When implementing most algorithms (sorting, searching, bypassing the graph, etc.), a compromise often arises that can be made in reducing access to memory due to additional ordinary operations.
Knuth has a useful method for comparing the complexity of various implementations of algorithms, abstracting it from specific processors and distinguishing only ordinary operations (oops) and memory operations (mems).
In compiled programs, the compiler usually manages to organize low-level operations and hopes that the operating system will decide whether the data is stored in the cache (faster) or in virtual memory (slower). In addition, the exact amount / cost of instructions is encapsulated by the compiler.

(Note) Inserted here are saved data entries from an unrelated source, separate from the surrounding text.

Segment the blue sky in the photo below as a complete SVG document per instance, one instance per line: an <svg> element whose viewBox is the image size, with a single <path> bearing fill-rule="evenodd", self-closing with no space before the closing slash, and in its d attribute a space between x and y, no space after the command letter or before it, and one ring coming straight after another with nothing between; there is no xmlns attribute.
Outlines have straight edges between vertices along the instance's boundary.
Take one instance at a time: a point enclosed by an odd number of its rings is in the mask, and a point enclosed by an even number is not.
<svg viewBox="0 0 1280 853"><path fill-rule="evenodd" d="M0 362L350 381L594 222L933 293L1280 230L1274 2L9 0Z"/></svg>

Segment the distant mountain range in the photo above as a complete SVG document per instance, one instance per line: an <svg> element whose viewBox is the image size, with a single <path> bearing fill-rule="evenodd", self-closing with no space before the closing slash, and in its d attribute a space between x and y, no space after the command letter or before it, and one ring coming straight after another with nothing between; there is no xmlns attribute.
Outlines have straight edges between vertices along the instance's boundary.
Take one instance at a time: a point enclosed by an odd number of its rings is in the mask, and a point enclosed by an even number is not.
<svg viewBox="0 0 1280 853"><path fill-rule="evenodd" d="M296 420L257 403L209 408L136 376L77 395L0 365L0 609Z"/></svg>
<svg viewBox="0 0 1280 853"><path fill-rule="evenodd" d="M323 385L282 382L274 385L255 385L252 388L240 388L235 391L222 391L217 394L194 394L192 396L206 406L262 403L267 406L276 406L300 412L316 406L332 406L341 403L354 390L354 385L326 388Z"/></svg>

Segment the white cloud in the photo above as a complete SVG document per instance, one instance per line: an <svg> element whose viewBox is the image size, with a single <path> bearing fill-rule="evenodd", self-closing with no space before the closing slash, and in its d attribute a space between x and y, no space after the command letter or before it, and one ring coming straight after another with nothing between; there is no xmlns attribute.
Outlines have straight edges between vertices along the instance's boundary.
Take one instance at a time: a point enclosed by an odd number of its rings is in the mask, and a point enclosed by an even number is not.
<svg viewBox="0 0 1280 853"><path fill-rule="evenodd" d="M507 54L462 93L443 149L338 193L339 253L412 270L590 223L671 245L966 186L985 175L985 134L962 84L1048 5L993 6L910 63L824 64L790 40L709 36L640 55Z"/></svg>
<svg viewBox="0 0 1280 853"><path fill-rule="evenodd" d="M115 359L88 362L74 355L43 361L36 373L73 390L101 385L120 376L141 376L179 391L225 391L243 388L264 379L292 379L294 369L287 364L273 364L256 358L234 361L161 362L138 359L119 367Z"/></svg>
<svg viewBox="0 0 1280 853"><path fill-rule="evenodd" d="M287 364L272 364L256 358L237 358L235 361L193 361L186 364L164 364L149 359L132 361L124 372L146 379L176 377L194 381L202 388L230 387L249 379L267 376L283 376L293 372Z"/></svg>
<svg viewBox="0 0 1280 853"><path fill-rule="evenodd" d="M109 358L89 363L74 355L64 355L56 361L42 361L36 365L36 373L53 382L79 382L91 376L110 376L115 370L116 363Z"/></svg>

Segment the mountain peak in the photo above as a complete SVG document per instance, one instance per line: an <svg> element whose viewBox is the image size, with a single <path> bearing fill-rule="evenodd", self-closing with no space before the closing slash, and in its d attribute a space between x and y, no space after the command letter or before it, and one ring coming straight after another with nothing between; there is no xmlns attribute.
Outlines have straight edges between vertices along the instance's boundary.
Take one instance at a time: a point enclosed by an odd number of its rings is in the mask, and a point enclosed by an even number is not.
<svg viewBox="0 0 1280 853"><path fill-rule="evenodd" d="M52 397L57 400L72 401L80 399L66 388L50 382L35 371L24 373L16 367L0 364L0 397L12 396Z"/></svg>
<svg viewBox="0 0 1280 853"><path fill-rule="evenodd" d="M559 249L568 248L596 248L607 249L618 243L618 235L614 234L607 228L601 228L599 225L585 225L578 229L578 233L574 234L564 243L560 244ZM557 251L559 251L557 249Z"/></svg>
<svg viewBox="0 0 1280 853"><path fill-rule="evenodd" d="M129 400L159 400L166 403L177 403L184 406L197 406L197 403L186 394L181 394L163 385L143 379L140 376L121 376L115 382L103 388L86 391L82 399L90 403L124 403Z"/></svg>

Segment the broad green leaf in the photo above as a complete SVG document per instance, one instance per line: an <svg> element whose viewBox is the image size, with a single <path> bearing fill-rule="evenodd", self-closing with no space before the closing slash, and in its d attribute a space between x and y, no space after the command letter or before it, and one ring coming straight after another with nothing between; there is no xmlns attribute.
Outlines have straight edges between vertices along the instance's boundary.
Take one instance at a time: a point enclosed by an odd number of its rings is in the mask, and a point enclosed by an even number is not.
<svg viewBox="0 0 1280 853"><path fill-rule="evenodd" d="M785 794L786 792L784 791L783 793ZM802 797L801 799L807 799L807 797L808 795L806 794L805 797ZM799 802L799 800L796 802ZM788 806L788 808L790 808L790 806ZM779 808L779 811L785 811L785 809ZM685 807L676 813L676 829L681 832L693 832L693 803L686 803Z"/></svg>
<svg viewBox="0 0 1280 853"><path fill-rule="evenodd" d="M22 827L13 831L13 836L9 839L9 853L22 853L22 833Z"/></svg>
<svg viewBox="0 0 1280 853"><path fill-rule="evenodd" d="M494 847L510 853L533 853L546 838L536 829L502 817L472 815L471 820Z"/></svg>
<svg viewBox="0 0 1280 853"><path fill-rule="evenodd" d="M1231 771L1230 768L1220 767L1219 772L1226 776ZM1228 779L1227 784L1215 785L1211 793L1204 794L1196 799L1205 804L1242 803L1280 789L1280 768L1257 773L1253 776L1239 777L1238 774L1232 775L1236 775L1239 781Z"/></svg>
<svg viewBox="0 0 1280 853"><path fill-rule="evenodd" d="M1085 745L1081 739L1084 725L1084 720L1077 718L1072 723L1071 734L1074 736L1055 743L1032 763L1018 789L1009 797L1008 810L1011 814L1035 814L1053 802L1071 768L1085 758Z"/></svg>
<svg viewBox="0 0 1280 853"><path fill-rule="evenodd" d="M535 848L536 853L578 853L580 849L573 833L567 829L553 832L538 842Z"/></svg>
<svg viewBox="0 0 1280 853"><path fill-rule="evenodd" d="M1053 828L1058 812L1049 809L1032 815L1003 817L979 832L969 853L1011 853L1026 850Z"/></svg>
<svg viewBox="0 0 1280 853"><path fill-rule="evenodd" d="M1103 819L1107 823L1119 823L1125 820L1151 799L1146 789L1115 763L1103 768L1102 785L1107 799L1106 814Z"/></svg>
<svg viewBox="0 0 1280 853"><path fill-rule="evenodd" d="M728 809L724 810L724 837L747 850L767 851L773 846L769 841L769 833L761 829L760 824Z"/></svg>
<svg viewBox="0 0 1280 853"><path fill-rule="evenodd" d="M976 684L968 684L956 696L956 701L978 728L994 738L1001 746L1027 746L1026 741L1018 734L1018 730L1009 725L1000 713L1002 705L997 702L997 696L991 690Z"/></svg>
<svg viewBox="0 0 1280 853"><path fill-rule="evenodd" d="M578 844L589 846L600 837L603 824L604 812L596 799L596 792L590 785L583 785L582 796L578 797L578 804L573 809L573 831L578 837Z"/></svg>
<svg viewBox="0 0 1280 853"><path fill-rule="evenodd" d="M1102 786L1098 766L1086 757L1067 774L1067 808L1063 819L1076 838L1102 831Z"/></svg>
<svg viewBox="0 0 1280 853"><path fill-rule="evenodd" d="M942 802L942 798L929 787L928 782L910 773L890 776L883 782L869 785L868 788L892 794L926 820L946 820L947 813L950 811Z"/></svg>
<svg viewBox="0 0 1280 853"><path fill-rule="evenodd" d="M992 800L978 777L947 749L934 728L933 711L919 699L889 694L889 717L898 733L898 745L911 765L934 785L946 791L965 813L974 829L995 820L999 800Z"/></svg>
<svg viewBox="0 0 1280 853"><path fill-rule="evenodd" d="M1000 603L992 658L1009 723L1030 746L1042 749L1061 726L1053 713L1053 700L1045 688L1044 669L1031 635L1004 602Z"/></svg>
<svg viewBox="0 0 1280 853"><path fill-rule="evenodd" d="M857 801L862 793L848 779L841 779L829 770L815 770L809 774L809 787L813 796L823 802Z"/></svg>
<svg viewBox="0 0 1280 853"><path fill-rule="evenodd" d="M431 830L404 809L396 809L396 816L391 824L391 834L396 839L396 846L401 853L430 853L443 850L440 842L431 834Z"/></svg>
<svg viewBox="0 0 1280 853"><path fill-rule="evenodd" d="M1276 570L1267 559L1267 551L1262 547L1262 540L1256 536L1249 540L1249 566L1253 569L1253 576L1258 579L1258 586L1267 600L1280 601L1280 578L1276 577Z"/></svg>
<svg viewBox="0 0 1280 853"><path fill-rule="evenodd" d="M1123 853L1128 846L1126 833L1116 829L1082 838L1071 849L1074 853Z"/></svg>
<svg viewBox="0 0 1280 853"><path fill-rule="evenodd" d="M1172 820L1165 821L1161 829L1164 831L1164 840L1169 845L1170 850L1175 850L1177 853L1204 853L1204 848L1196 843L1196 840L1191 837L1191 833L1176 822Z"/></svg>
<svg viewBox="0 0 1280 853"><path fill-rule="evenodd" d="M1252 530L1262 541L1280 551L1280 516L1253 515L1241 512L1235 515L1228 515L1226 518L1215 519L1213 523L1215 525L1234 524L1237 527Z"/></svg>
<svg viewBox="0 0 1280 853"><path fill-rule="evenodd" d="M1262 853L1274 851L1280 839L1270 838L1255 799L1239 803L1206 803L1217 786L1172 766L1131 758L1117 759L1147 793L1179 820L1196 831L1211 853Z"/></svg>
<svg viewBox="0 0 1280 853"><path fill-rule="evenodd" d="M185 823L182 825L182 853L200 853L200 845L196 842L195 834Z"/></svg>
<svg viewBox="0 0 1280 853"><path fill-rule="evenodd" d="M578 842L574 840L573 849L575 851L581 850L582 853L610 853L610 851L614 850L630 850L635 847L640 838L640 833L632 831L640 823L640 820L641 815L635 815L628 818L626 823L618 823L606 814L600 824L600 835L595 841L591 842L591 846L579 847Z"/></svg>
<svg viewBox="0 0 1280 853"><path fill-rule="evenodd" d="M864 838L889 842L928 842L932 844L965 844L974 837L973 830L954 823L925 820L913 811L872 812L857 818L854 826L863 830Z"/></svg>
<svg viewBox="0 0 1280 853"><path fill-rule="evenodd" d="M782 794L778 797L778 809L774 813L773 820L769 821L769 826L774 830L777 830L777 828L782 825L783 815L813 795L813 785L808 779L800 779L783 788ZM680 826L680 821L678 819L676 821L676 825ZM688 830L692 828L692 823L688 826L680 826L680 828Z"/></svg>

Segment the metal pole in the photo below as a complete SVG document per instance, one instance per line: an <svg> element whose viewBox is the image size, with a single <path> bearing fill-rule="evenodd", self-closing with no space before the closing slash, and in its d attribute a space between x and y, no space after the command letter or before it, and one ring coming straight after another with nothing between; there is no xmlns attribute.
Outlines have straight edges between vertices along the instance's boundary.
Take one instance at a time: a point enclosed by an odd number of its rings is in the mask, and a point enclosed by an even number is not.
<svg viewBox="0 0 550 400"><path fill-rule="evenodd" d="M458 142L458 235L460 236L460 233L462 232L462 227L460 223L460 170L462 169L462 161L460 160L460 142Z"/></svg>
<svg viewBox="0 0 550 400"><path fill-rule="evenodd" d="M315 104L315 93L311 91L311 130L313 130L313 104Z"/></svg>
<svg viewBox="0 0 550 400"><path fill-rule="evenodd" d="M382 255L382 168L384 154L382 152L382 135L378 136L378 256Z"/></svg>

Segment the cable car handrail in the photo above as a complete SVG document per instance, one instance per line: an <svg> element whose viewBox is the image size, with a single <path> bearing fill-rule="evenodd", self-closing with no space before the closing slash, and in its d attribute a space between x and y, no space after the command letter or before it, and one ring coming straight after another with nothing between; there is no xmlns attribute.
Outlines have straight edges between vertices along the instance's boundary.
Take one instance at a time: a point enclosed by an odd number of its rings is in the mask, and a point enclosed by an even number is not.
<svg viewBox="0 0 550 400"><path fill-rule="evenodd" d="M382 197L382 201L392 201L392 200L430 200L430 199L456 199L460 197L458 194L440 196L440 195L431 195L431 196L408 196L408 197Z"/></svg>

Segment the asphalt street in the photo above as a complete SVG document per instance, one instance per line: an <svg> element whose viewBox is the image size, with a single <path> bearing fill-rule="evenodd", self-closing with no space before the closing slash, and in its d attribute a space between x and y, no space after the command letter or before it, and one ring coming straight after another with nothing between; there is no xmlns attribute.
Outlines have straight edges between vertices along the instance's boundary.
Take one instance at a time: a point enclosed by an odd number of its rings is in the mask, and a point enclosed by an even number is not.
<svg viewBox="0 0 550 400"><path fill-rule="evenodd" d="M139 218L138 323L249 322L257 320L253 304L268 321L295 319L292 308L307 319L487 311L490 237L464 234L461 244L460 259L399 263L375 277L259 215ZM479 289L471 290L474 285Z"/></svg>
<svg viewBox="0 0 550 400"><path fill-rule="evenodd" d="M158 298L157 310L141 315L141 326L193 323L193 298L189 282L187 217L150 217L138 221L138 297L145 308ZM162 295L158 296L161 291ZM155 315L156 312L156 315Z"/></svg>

With Forth, there is no longer such encapsulation, and one is much closer to the machine, although perhaps to a stacked machine running on top of the registrar.
Ignoring the influence of the operating system (so that there are no memory stops, etc.) and assuming at the moment a simple processor
(1) Can anyone advise how regular stack operations in Forth (e.g. dup, rot, over, swap, etc.) are compared to the cost of Fetch memory access fetch (@) or store (!)
(2) Is there a thumb rule I can use to decide how many common operations to trade off while maintaining memory access?
What I'm looking for is something like "access to memory, equal to 50 normal operations, or 500 ordinary operations, or 5 ordinary" Ballpark ", is absolutely normal.
I am trying to understand the relative consumption of extraction and storage vs. rot, swap, dup, drop, over, correct by an order of magnitude.